Crossing the Line has been working with the Cannondale-Drapac Pro Cycling Team for the past year, delivering our personal development programme to the riders and staff. Michael Drapac has been a staunch supporter and thought leader in athlete welfare for many years. As a lifelong observer of cycling, I was excited to start working with the team.
Michael witnessed first-hand the carnage and personal suffering of many riders who dedicated themselves solely to their sports, only to be left on the scrapheap at the end of their cycling careers. When he got involved in cycling and began developing his own team, he made sure the riders who wore his colours would be prepared for the end, so that they could enjoy healthy, happy lives after they hung up their wheels.
Michael also owns racehorses and he is of the firm belief that racehorses are treated better than many athletes when it comes to personal wellbeing and transition out of sport.
When he joined forces with Slipstream Sports to create the Cannondale-Drapac Pro Cycling Team, Michael insisted that a rider wellbeing and personal development programme be put in place. The guys at Slipstream were totally agreeable to the concept. Many of them are ex-riders who know what awaits a lot of riders when they retire.
In the past 12 months, I’ve been with the Cannondale-Drapac team to the Giro d’Italia, Tour Down Under and the Ardennes Classics. Apart from working 1:1 with the riders and staff, I needed to get a real sense of the riders’ world and what they go through on the World Tour circuit. I also wanted to get to know all the staff and have a glimpse into their environment – packed with pressure, deadlines and long hours on the road.
Which brings us to this year’s Tour de France, where I got to witness the culmination of the team’s hard work and see the fantastic Rigoberto Uran take second place overall.
Without stating the obvious, cycling is an endurance sport that requires incredible willpower. Backing-up day after day is an energy-store balancing act. Each day, the riders’ reserves get lower and lower, along with their immune systems. It becomes a battle not to fall ill. A hard task with the thousands of fans and media around them all the time.
But cycling is not just an endurance sport. It is an extreme sport.
This has been brought home to me during this World Tour. I have seen far less dangerous activities that are classified as ‘extreme’ and ‘adrenaline’ sports.

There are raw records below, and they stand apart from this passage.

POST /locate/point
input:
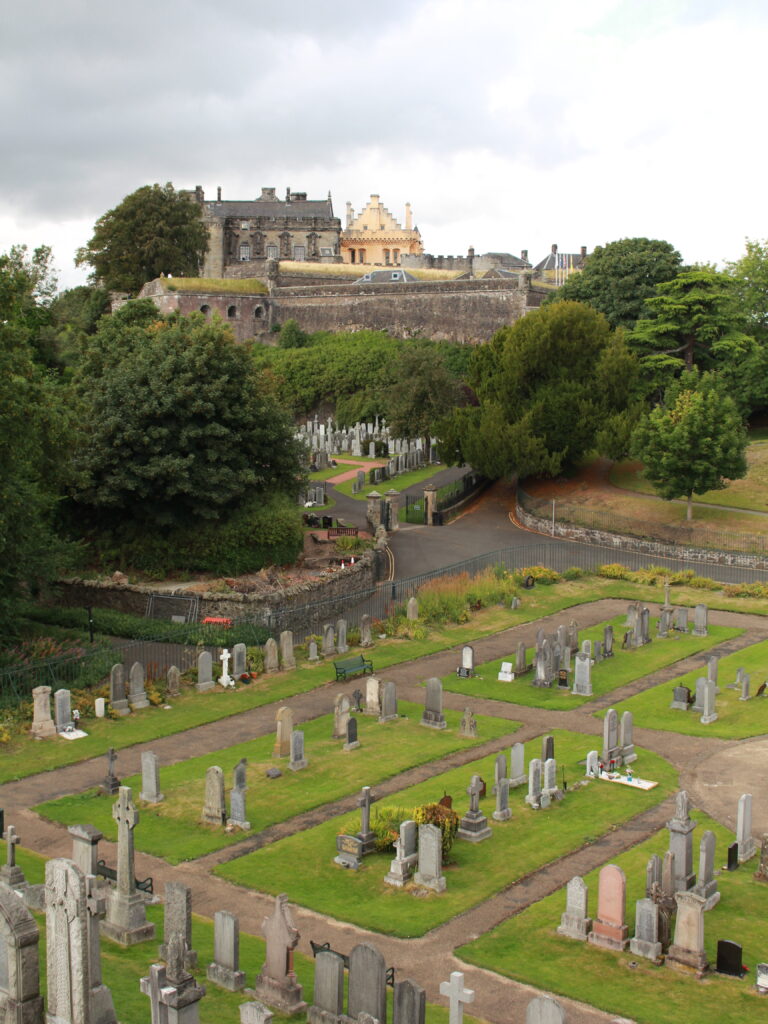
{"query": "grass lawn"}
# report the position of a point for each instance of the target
(524, 844)
(625, 667)
(736, 719)
(123, 968)
(527, 948)
(172, 829)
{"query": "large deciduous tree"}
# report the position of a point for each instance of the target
(550, 388)
(154, 230)
(694, 441)
(619, 276)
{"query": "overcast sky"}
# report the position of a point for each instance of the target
(508, 125)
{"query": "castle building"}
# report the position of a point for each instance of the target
(374, 238)
(244, 232)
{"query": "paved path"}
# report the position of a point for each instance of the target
(429, 958)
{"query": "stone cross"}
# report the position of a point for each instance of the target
(457, 995)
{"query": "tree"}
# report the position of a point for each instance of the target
(154, 230)
(695, 441)
(178, 430)
(619, 278)
(548, 387)
(694, 318)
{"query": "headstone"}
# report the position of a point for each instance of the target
(298, 760)
(271, 658)
(284, 720)
(368, 983)
(151, 793)
(626, 740)
(680, 827)
(432, 715)
(177, 921)
(468, 725)
(429, 870)
(118, 700)
(609, 929)
(351, 738)
(517, 774)
(388, 702)
(42, 723)
(205, 672)
(576, 923)
(62, 705)
(126, 913)
(457, 995)
(699, 621)
(406, 859)
(747, 845)
(214, 809)
(224, 971)
(238, 814)
(341, 633)
(373, 696)
(287, 655)
(645, 941)
(687, 951)
(276, 983)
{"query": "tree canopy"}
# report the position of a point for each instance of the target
(619, 276)
(548, 388)
(154, 230)
(694, 441)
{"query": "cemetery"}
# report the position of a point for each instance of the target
(307, 804)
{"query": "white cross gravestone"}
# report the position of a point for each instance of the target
(457, 995)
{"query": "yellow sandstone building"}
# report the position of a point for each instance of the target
(375, 239)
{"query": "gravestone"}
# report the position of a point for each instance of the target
(341, 634)
(276, 983)
(177, 921)
(687, 951)
(680, 827)
(366, 836)
(517, 774)
(214, 809)
(747, 845)
(43, 726)
(609, 929)
(238, 814)
(373, 696)
(576, 924)
(224, 971)
(287, 655)
(271, 656)
(368, 984)
(388, 702)
(699, 621)
(645, 941)
(284, 728)
(126, 913)
(429, 870)
(151, 793)
(351, 739)
(118, 699)
(205, 672)
(298, 761)
(432, 716)
(62, 706)
(534, 797)
(406, 858)
(468, 725)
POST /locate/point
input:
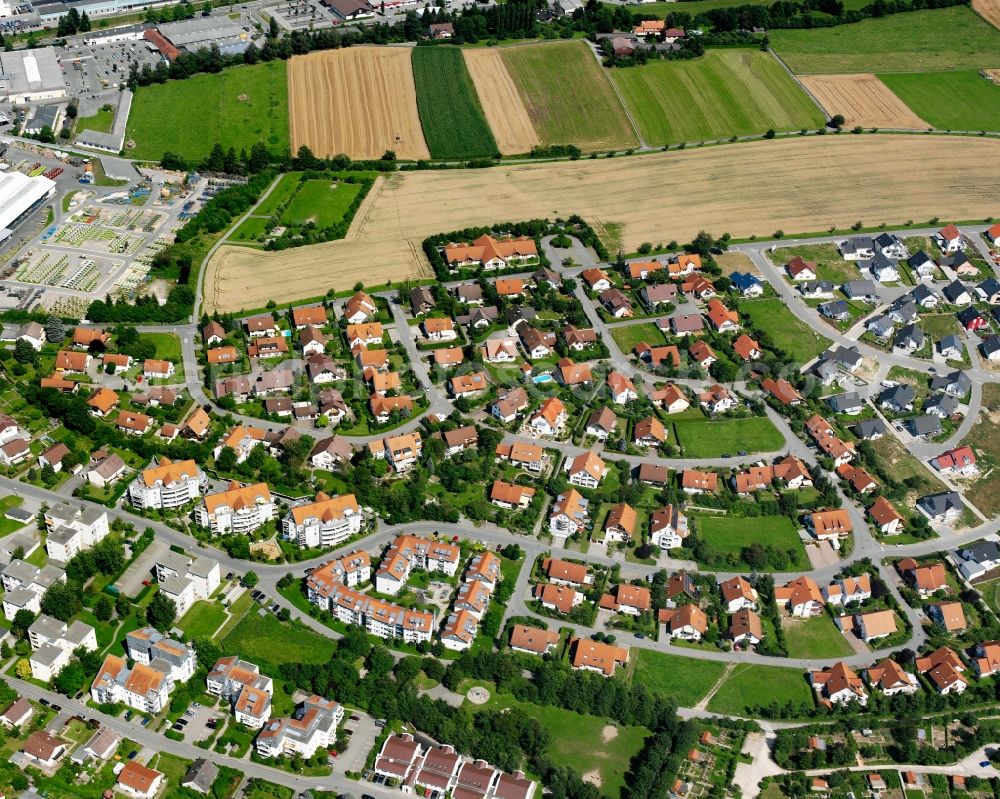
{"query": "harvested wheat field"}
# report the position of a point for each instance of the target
(862, 100)
(988, 10)
(501, 103)
(795, 185)
(355, 100)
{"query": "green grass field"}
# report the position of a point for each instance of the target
(730, 534)
(794, 337)
(702, 438)
(685, 680)
(102, 121)
(627, 336)
(324, 202)
(568, 96)
(188, 117)
(817, 637)
(577, 742)
(450, 113)
(751, 686)
(202, 620)
(263, 638)
(909, 42)
(962, 100)
(735, 92)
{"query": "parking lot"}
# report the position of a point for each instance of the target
(196, 718)
(361, 741)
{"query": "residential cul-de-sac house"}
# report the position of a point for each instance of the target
(72, 528)
(569, 515)
(326, 522)
(858, 248)
(239, 510)
(167, 485)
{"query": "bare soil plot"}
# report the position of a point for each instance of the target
(795, 185)
(862, 100)
(501, 103)
(356, 100)
(988, 10)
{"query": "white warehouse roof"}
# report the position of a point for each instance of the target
(18, 193)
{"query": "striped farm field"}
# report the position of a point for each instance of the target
(862, 100)
(356, 100)
(501, 103)
(727, 92)
(944, 38)
(961, 100)
(569, 98)
(450, 113)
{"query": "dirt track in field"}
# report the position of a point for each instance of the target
(795, 185)
(862, 100)
(988, 10)
(505, 112)
(355, 100)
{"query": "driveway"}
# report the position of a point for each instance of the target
(130, 582)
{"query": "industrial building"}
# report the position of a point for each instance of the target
(190, 35)
(28, 76)
(19, 196)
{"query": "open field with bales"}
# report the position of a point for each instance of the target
(725, 93)
(582, 109)
(962, 100)
(237, 107)
(357, 100)
(500, 101)
(404, 208)
(908, 42)
(453, 121)
(862, 100)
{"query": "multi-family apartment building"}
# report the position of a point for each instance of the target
(242, 685)
(327, 522)
(24, 583)
(72, 528)
(150, 647)
(408, 552)
(185, 579)
(53, 643)
(239, 510)
(313, 726)
(167, 485)
(141, 687)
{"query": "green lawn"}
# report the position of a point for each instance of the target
(168, 346)
(102, 121)
(249, 231)
(583, 109)
(727, 92)
(703, 438)
(324, 202)
(202, 620)
(794, 337)
(760, 686)
(627, 336)
(962, 100)
(450, 113)
(577, 742)
(817, 637)
(237, 107)
(730, 534)
(8, 526)
(262, 638)
(909, 42)
(285, 188)
(685, 680)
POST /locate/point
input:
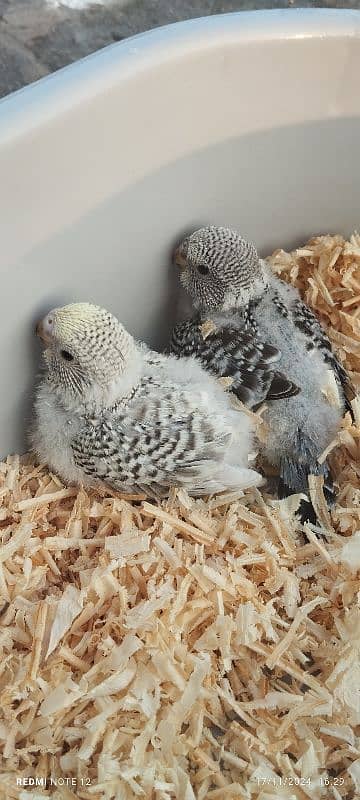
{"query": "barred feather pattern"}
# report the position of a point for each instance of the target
(233, 352)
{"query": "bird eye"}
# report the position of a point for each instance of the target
(66, 355)
(203, 269)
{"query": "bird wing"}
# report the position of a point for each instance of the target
(309, 325)
(236, 353)
(162, 439)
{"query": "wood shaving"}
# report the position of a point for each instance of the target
(190, 649)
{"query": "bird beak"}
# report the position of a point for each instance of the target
(41, 332)
(179, 258)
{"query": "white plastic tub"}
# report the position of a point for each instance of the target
(249, 119)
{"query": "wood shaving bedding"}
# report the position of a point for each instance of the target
(191, 649)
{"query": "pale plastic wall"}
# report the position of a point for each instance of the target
(248, 119)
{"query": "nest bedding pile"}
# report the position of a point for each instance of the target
(191, 649)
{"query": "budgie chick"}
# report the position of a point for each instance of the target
(237, 292)
(110, 410)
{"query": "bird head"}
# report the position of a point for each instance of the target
(219, 269)
(87, 352)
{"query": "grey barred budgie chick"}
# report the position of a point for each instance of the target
(110, 410)
(237, 292)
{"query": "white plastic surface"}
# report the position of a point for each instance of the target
(249, 119)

Cyclists must descend alpine passes at breakneck speeds. They have to navigate ‘road furniture’ (the fixtures and fittings on the roads) and potholes during high-speed sprints. They make their way through convoys of speeding cars, all the time aware what might happen if they have a puncture, or a crash. Even taking a ‘nature break’ or getting sustenance from the team cars requires foresight and precision. So many maneuvers feel sketchy, to say the least. A career or (in some cases) life-ending crash never seems that far away.
This all means that it takes a unique personality to be a cyclist. Within cycling there is a diverse internal structure of climbers, rouleurs (good all-rounders), sprinters and domestiques (whose mission is to support leaders). Each role brings different personalities to the team. Equally, similar structures exist within the staff. The staff ride the emotional wave with the cyclists non-stop for the three weeks of a grand tour.
The work the staff put in at a race is titanic.
Cycling is a sport that is addictive and brutal at the same time. As Taylor Phinney recently said in an interview about time trialing: “One minute you are saying, ‘I got this’ and the next minute you are thinking ‘Maybe I should retire!'” It is a continuous mental juxtaposition, and an exhausting one.
Cyclists are warriors. There is no doubt. And the insights I’ve gained from being on tour will really inform our work. It is good for us to understand deeply who we are working with, what they experience and how best we can support them. Thanks to Slipstream Sports and Drapac for having the vision to care deeply for their riders and be the only World Tour team with a personal development programme.
Caring for their riders on and off the bike. How can a team with that outlook not be successful?